LLM architecture has been rapidly changing
Aside from a mixture of experts architecture, which has its pros and cons vs a single large monolithic model, I'm not sure what has fundamentally changed in the architecture of the original transformer proposed in 2017. Minor tweaks here and there, sure, but it's pretty much the same model, no?
if scale was all you needed then shouldn't Google be leading the way?
Oh, a lot of people have been asking how could Google drop the ball so bad, for so long. There are reasons, both well known, and hidden from outsiders, but compute is not all you need to scale, you also need vision, clear direction, and effective coordination of efforts from multiple teams. Something that OpenAI has (or at least had), and which is rare at large corporations.

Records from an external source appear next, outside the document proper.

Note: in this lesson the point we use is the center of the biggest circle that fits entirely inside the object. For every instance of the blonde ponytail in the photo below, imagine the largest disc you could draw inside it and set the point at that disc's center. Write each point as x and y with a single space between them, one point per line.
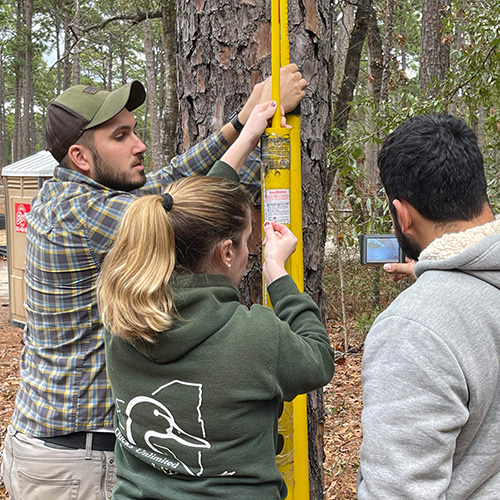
133 288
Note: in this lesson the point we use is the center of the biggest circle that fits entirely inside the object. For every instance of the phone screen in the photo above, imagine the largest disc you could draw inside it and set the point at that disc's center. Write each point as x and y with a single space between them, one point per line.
382 249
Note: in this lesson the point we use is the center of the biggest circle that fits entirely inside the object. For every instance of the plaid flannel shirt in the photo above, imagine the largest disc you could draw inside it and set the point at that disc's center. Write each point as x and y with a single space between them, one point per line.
64 386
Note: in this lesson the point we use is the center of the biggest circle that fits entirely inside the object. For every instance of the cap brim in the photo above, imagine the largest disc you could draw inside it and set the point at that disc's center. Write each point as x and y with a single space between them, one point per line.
130 96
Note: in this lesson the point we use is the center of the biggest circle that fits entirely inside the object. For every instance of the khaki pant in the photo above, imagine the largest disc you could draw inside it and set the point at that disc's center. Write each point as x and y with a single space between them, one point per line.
32 470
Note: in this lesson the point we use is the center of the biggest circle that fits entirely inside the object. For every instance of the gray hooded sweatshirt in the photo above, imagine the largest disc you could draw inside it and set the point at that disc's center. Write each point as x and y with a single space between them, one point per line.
431 378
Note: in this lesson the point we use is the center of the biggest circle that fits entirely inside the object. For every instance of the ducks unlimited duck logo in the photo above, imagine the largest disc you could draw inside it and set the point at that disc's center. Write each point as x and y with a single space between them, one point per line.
166 429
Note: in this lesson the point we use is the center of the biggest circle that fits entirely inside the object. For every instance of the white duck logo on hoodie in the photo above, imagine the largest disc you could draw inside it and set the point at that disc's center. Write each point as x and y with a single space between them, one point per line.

Re: academics - good ideas get noticed. Today, if someone discovers something good they don't even need to publish. Post a github link on r/MachineLearning, together with benchmark results, and let people test it.
I'm worried. More worried about displacement
This is very interesting - I haven't even thought about it. It's very possible that in the beginning after the mass layoffs, GPT-5 will screw some things up, in subtle ways, and only GPT-6, some time later, will be able to fix them. People need to be ready for that. The period between GPT-5 and GPT-6 will be rough in more ways than I imagined.